Ecocardiografia Tridimensional e Análise do Strain Miocárdico: Prontos para Uso na Prática Clínica

Ecocardiografia Tridimensional e Análise do Strain Miocárdico: Prontos para Uso na Prática Clínica

Autores:

Frederico Jose Neves Mancuso

ARTIGO ORIGINAL

Arquivos Brasileiros de Cardiologia

versão impressa ISSN 0066-782Xversão On-line ISSN 1678-4170

Arq. Bras. Cardiol. vol.113 no.5 São Paulo nov. 2019 Epub 02-Dez-2019

https://doi.org/10.5935/abc.20190179

A capacidade da ecocardiografia de quantificar volumes e de avaliar a função contrátil das câmaras cardíacas teve grande evolução nos últimos anos, particularmente devido ao desenvolvimento da ecocardiografia tridimensional (eco3D) e com a possibilidade de evolução da deformação miocárdica (Strain) pela técnica de speckle tracking.1-3

Diferente da ecocardiografia bidimensional, na qual há necessidade de inferências geométricas e cálculos matemáticos, o exame tridimensional permite a medida direta dos volumes ventriculares e atriais, dos quais são obtidos dados de função, como a fração de ejeção dos ventrículos esquerdo e direito, além da função atrial esquerda, incluindo os parâmetros de fração de esvaziamento total e fração de esvaziamento ativa.4-7

Além disso, a fração de ejeção do ventrículo esquerdo pela eco3D se mostrou um melhor parâmetro prognóstico que a obtida pela imagem bidimensional,8 sendo ainda um método com melhor reprodutibilidade e correlação com a ressonância magnética cardíaca do que a ecocardiografia bidimensional.1,9,10

Mais recentemente, houve o desenvolvimento da técnica de speckle tracking para a mensuração da deformação miocárdica (Strain) - um novo parâmetro para avaliação da função sistólica dos ventrículos esquerdo e direito e dos átrios.1,3

O Strain miocárdico é um parâmetro que parece se alterar antes da fração de ejeção em diversas doenças que possam evoluir com comprometimento da função sistólica, como nas cardiomiopatias, valvopatias, quimioterapia cardiotóxica, hipertensão pulmonar, entre outras, além de ter valor prognóstico em diferentes condições clínicas.1,3,11-13

Para o uso destas novas tecnologias na prática clínica, é fundamental existirem valores de referência. Diretrizes internacionais sugerem estes valores, porém eles são baseados em poucos estudos.1-3,6,14 Mais recentemente, a European Association of Cardiovascular imaging, realizou um estudo multicêntrico que incluiu 440 indivíduos para determinar valores de referência de eco3D e Strain para a população europeia.6

Assim, o estudo publicado por Saraiva et al.,15 tem grande importância no cenário nacional, já que os valores de referência oriundos de publicações internacionais nem sempre são apropriados para uso na população brasileira, a qual possui distribuição étnica e miscigenação peculiares.15

O presente estudo teve a preocupação em selecionar um grupo de indivíduos representativos da população brasileira, incluindo uma população com distribuição étnica semelhante à observada no censo demográfico do IBGE.15 Destaca-se também o cuidado em avaliar as sorologias para Chagas em todos os indivíduos incluídos.

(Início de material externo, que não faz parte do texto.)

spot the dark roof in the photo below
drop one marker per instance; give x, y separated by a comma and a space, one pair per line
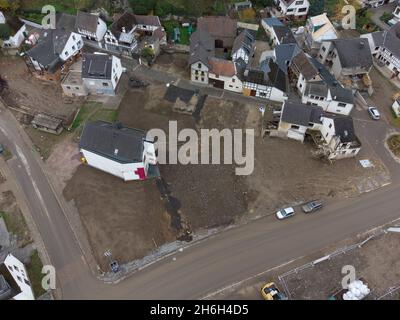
202, 47
113, 141
218, 26
47, 51
284, 54
301, 114
148, 20
344, 128
65, 22
341, 94
244, 40
354, 52
273, 22
96, 66
127, 20
86, 21
284, 34
304, 65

Foram determinados os valores de referência para diferentes parâmetros obtidos pela eco3D, incluindo os volumes ventriculares diastólico e sistólico, assim como a fração de ejeção do ventrículo esquerdo e os diferentes volumes atriais esquerdos ao longo do ciclo cardíaco, permitindo determinar suas frações de esvaziamento total, ativa e passiva.15

Em relação aos parâmetros derivados do speckle tracking e Strain miocárdico, foram determinados os valores de normalidade do Strain longitudinal global do ventrículo esquerdo - parâmetro mais confiável e utilizado para avaliação da deformação miocárdica1,3 - assim como o Strain radial e o Strain circunferencial desta câmara. Para o ventrículo direito, foram determinados seu Strain global e o Strain da parede livre.15

Completando, foram também determinados os valores de normalidade para os diferentes Strains atriais ao longo do ciclo cardíaco e valores de rotação basal e apical, twist, untwist e torção do ventrículo esquerdo.15

Considerando o uso na prática clínica de valores normais como aqueles compreendidos entre dois desvios-padrões abaixo e acima da média, podemos concluir que os serviços de ecocardiografia brasileiros já podem implementar estes novos valores de referência para a população brasileira quando utilizarem as novas técnicas ecocardiográficas, sem necessidade de recorrer a valores de referência obtidos em outras populações.